From Reality: Women orgasm with or without love everyday. Some women can’t orgasm even with all that oxytocin and love. Some women can orgasm without even knowing someone’s name. However, for the record, if you can’t orgasm without love, accept that and stop having loveless sex. In this case, all the faking in the world won’t help you make it.

2.

From CNN: “Oxytocin helps facilitate a sense of attachment. But if there’s nothing to attach to, if there’s no deeper emotional content or meaningfulness, orgasm could become a regretful reminder of the hollowness of the sex that preceded it.”

From Reality: Does this mean there are millions of women out there emotionally attached to their vibrators? Orgasms can create oxytocin which can facilitate attachment. Orgasms can also be an incredible muscle spasm leading to extreme relaxation and passing out 5 minutes after sex. The roll over and sleep maneuver isn’t reserved for men. Seriously, not all women love to cuddle.

3.

From CNN: “A woman is less likely to have orgasms early in a relationship. Her body needs time to adapt to the new partner, to learn to trust him or her, and to relax into the knowledge that her partner accepts and appreciates her body.”

From Reality: This may be true for many women, and for others it is complete shit. Anyone ever seen 9 ½ weeks? The one-night stand exists for a reason and it is not just to please the man. Women like exciting adventurous sex too.

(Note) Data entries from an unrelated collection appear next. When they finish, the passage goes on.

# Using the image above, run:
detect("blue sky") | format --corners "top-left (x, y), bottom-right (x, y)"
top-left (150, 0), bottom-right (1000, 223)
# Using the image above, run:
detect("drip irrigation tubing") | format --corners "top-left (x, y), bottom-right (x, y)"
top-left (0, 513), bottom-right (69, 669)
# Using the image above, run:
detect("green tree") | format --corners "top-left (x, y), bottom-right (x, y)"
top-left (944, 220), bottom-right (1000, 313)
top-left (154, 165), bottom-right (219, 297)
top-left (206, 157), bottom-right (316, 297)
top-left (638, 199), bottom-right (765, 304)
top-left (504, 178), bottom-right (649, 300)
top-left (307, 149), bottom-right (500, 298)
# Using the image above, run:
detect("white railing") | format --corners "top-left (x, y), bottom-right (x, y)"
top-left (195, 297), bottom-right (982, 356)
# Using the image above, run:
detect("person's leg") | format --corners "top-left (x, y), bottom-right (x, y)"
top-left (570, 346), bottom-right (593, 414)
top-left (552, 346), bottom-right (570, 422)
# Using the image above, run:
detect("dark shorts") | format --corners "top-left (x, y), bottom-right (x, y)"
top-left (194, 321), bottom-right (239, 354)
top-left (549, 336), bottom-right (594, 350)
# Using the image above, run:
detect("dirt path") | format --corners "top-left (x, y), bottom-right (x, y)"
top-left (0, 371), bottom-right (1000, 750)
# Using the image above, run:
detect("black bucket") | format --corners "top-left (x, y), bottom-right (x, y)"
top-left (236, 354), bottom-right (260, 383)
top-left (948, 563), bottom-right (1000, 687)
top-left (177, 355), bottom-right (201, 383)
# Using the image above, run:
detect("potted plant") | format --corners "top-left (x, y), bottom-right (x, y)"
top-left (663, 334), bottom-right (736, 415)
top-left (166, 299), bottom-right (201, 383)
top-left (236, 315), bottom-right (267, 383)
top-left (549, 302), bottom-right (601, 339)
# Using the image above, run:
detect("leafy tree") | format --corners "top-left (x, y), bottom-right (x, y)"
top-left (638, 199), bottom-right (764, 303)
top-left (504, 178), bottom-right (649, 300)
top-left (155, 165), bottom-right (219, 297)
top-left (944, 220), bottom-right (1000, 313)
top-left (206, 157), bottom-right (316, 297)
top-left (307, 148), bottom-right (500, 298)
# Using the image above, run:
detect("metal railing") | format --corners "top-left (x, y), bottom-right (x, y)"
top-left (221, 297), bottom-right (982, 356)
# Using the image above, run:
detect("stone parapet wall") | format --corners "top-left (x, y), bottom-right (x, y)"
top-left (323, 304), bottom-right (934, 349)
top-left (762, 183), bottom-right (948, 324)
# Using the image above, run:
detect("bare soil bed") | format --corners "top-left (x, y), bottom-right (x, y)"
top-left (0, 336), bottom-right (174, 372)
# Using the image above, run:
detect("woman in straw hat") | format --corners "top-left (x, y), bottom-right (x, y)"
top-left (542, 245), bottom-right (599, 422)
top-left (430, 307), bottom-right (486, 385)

 Conclusion: It is time to start really thinking about the who, what, when, where and why of sex on a personal level and let go of the should. We all know we can have sex like Samantha but do we want to? And just because we want to be Samantha one day doesn’t mean the next we can’t want to be a born-again virgin. The rule book never helped much any way. Throw it out and create your own sexual should’s. Number one: Sex should always feel good.